4.3.2 Prognostic Factors for Return to Work

This systematic review is one of the first studies to systematically summarize the effects of confounding factors on RTW [11, 69] and the first to summarize the effects of confounding factors on RTS. These findings provide additional guidance for the orthopedic surgeon and the patient in preoperative counseling and discussing the probability of RTW and RTS. Regarding RTW, a previous literature review identified two studies of confounding factors influencing RTW after THA, both of which found that preoperative sick leave was associated with lower RTW [70]. Another review identified 15 studies describing beneficial or limiting factors for RTW after THA but did not summarize these findings [11]. Our systematic review identified 22 studies reporting on confounding factors for RTW. Preoperative sick leave appears to be a consistent prognostic factor for RTW. All studies that included preoperative sick leave in the analysis found lower RTW for patients who were absent from work preoperatively, which is in line with findings in patients undergoing knee arthroplasty [24, 71, 72]. Furthermore, a higher preoperative workload was associated with lower RTW in most studies. Similarly, a higher level of education, which results in more white-collar jobs and thus a lower physical workload, was associated with higher RTW. Factors such as collecting a preoperative disability pension or disability insurance, job satisfaction, employment versus self-employment, and THA approach, might be associated with RTW. However, only a limited number of studies investigated these factors, and more research is needed to verify this.

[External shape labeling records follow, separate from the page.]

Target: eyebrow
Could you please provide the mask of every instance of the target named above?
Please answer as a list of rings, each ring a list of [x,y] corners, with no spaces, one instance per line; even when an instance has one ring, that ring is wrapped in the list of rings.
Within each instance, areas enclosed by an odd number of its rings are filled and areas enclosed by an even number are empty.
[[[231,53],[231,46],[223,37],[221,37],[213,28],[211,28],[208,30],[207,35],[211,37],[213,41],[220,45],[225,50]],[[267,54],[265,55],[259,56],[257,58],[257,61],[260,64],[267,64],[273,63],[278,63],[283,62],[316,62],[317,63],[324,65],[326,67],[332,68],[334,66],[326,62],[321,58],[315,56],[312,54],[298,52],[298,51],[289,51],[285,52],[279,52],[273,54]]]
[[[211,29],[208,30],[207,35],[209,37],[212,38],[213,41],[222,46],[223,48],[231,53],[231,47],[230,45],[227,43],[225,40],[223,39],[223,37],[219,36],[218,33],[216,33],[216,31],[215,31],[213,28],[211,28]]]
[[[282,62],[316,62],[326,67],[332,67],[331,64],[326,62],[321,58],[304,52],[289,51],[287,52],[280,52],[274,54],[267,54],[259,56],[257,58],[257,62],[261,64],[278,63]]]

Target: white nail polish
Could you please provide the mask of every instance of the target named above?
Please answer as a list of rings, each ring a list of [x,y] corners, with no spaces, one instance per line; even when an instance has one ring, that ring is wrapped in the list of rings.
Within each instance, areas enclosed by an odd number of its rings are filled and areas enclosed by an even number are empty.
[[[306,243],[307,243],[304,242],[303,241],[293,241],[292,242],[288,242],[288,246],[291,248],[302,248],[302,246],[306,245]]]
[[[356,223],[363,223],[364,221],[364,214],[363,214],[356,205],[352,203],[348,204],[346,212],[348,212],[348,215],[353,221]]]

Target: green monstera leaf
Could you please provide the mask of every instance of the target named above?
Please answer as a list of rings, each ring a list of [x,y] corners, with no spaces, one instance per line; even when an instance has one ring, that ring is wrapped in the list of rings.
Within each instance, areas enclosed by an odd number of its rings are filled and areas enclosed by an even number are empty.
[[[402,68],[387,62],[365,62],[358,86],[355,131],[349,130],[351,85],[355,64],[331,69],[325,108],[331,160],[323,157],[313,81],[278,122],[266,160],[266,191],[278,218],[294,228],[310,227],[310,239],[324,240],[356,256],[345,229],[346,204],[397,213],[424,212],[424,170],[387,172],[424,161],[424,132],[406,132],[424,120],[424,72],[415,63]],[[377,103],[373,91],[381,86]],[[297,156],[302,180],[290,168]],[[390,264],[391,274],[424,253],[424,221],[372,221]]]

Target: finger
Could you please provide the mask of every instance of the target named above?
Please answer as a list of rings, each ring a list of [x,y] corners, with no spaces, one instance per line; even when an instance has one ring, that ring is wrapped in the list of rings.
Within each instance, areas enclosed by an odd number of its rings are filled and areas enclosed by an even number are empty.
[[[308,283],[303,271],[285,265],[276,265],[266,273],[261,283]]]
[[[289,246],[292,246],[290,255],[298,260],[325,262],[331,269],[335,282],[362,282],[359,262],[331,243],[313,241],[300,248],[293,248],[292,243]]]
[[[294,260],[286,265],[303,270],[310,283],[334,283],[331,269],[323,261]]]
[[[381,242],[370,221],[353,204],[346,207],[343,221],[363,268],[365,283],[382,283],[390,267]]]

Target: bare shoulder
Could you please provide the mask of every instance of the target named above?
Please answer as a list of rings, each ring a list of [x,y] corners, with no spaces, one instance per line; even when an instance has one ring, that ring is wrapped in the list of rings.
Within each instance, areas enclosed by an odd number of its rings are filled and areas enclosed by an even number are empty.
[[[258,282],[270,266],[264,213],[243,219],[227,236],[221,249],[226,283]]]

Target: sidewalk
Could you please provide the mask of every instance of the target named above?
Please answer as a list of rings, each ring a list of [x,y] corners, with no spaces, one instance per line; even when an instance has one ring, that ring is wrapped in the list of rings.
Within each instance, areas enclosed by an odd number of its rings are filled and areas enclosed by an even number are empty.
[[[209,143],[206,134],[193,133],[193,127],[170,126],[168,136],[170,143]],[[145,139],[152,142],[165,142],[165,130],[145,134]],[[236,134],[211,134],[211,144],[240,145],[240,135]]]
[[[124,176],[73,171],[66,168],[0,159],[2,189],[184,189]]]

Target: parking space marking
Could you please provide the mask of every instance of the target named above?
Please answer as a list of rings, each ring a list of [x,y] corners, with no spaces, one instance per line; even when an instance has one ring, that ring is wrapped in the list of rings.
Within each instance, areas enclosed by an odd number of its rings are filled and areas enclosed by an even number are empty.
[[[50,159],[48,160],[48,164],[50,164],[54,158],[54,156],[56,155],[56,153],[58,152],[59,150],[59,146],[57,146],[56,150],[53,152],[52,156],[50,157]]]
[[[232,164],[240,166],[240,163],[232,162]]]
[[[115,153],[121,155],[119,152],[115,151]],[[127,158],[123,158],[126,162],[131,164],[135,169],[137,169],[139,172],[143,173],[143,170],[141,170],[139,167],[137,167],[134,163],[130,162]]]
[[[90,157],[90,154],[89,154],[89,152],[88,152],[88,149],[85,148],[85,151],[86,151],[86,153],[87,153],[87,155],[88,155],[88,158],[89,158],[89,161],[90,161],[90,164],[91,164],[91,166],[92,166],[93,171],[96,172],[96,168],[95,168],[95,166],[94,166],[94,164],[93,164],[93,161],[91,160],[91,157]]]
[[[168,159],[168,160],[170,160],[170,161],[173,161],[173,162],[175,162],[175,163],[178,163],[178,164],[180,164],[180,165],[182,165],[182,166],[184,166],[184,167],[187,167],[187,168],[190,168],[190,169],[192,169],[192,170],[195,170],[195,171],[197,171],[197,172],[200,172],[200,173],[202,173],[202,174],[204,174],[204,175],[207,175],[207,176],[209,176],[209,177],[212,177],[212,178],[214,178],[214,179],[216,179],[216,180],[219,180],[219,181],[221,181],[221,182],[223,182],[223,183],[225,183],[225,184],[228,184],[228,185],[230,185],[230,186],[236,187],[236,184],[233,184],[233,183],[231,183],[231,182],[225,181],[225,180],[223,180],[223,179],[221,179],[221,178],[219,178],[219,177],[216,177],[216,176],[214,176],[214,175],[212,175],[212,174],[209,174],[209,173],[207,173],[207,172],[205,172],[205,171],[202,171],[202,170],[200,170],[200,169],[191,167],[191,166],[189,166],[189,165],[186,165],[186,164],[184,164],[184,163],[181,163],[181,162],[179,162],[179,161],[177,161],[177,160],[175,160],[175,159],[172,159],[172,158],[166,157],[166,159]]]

To this end, future studies of RTW in THA patients should collect and discuss these factors.

4.4 Limitations

A limitation of the present analysis is the low availability of high-quality, prospective studies. Most studies had a retrospective design, thus increasing the risk of recall bias. Also, methodological quality was rated as moderate or low in most studies. Furthermore, no validated questionnaires for the assessment of RTS and RTW exist, which hampers comparisons between studies. The development of a core outcome set will allow for more reliable and valid collection of patient data on work and sports participation before and after THA [73].

5 Conclusion

Most patients were able to RTS and RTW after THA within a timeframe of 28 and 17 weeks, respectively. Participation in high-impact sports activities is less likely but not impossible. Furthermore, RTW with a high workload or after prolonged preoperative sick leave is less likely. For the increasingly younger THA population, this is valuable information that can be used by the orthopedic surgeon and the patient in the preoperative shared decision-making process.